An industry that matters
Economically: Defence industries are major contributors to the European economy with a turnover of €100 billion/year and more than 360,000 highly skilled jobs. Moreover, they generate spin-off technologies which reinforce also the competitiveness of other sectors such as aviation, space and electronics.
Technologically: Defence industries constantly work at the cutting edge of technology and push the boundaries of what is possible. They also adapt civilian technologies to defence specificities and develop technologies that can be applied to commercial products.

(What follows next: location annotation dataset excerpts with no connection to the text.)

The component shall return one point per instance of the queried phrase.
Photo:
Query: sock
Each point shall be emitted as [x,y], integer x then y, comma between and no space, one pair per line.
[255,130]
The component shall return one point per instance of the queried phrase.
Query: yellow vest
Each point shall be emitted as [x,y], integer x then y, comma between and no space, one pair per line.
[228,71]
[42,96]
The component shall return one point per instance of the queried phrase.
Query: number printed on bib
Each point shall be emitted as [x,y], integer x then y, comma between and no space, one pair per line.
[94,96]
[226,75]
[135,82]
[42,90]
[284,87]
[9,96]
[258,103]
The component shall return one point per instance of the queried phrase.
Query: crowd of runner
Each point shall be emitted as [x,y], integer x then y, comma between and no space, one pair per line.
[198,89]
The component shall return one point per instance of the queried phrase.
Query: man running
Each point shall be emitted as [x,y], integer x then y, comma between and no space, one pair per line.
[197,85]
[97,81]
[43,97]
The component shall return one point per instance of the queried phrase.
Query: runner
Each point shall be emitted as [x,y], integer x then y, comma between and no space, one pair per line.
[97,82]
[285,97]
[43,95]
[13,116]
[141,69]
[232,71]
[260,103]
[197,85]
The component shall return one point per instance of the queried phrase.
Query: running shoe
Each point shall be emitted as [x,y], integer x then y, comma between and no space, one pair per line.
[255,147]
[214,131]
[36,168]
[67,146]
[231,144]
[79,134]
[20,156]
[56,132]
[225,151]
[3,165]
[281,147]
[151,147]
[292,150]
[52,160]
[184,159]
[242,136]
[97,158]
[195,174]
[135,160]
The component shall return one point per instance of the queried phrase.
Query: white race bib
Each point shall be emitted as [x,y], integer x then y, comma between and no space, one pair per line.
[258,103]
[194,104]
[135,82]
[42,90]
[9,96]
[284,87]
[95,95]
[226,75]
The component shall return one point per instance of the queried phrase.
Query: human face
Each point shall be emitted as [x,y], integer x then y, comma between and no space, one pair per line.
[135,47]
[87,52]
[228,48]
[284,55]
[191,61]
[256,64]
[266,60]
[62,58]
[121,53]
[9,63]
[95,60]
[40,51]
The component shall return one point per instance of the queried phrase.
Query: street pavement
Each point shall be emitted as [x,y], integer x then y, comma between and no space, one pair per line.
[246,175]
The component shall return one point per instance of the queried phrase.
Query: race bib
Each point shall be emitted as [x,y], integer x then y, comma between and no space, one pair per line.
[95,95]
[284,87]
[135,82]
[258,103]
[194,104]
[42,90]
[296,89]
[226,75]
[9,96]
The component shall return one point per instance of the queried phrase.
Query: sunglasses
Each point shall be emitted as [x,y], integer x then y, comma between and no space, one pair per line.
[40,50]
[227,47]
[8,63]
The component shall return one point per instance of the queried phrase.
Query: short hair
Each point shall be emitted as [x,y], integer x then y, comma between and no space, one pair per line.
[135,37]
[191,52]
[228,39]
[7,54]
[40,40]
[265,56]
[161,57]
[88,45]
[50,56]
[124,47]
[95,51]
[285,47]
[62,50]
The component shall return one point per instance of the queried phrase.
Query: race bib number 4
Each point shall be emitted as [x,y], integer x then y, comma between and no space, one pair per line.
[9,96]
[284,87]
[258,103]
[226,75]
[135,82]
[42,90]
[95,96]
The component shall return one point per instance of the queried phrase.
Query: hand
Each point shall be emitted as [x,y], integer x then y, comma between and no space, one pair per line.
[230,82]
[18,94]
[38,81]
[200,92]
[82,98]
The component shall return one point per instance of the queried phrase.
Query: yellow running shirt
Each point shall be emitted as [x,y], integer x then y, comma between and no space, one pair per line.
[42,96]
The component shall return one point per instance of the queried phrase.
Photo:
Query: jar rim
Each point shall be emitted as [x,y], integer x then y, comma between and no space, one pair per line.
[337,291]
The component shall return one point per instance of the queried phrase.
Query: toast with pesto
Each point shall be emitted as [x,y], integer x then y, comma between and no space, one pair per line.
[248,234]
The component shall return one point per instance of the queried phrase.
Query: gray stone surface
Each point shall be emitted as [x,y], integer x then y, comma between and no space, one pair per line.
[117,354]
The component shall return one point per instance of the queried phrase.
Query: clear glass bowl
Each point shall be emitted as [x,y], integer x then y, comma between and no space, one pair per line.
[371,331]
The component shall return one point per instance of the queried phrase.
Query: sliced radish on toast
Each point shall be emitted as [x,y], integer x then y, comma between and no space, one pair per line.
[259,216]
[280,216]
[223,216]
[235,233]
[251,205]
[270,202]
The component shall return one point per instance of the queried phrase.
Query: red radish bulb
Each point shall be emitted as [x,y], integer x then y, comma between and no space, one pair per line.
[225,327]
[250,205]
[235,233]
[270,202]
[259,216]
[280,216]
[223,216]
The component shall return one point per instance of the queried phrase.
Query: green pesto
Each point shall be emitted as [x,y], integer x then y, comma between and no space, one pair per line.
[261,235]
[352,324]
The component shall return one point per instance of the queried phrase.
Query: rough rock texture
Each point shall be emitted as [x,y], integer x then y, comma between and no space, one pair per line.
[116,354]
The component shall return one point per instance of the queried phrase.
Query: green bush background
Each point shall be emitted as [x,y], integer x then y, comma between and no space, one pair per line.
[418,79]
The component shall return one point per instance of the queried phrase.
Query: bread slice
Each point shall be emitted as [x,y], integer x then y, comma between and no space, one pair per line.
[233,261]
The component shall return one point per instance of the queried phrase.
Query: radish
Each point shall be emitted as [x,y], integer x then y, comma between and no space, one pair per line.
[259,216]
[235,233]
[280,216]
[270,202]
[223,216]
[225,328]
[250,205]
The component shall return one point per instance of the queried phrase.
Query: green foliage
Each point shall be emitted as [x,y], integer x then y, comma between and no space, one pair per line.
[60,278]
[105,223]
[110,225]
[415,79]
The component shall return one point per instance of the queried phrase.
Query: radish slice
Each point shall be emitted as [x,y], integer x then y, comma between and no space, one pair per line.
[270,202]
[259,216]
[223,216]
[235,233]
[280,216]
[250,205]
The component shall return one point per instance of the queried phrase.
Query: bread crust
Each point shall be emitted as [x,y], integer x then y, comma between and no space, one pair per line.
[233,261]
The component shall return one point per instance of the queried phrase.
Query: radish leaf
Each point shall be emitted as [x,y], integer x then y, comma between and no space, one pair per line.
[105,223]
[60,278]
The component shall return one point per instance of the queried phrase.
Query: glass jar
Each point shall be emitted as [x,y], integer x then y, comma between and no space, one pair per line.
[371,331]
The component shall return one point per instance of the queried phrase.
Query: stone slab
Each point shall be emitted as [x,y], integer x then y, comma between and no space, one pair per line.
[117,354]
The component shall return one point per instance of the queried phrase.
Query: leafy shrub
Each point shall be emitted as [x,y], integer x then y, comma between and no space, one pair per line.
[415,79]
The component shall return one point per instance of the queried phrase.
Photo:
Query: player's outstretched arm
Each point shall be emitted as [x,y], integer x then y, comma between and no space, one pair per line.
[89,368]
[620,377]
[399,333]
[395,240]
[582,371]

Strategically: In order to assume greater responsibility for its security at home and abroad, Europe needs an appropriate level of strategic autonomy. This implies credible defence capabilities and an industrial base capable of developing the technologies which are critical for the freedom to decide and to act. The existence of an innovative and competitive European defence industry is therefore a precondition for a ‘Europe that protects’ its citizens, territory, interests and values.
A challenging environment
For many years, European defence has suffered from severe underinvestment. Over the last decade, defence budgets in the EU decreased by €2 billion per year to a historical low of 1.39% of GDP in 2015. Since then, the trend has been reversed in some Member States, but combined defence spending in Europe has remained low (1.40% of GDP in 2016 and estimated at 1.43% of GDP in 2017). Lack of investment has had devastating effects also on defence research and development, which are crucial for the future capabilities of European armed forces and the long-term competitiveness of European industry. At the same time, market fragmentation in Europe leads to costly duplication of capabilities and expenditures.
Given persisting budget constraints, the cost of complex defence systems, and the emergence of new breakthrough technologies (e.g. Artificial Intelligence, Quantum Computing), Member States will have to cooperate much more and much better than in the past if Europe does not want to depend completely on others for its security.
European defence initiatives
In this respect, there have been encouraging developments recently: in 2016, the High Representative presented the Global Strategy for Foreign and Security Policy and its Implementation Plan on Security and Defence. More recently, the European Commission adopted its Defence Action Plan, launched a Preparatory Action for Defence Research (PADR) and the European Defence Industrial Development Programme (EDIDP) and proposed a European Defence Fund (EDF) for the post-2020 period. In parallel, EU Member States revised the Capability Defence Planning (CDP) and launched the Permanent Structured Cooperation (PESCO) and the Coordinated Annual Review of Defence (CARD). Finally, the EU and NATO committed to strengthening their cooperation. Implemented properly, these initiatives can make a difference and contribute to a more secure Europe.
Defence in ASD
ASD fully supports these initiatives and accompanies them actively through its Defence Business Unit (DBU), which brings together some 25 high-level representatives of companies and national associations from across Europe. Supported by several expert groups, the DBU defines common industry positions and provides substantial input to EU policymakers and key stakeholders. The DBU is chaired by Mr. Kai Horten from ESG and vice-chaired by Mr. Angelo Pansini from Leonardo and Mr. Henrik Petersson from Saab.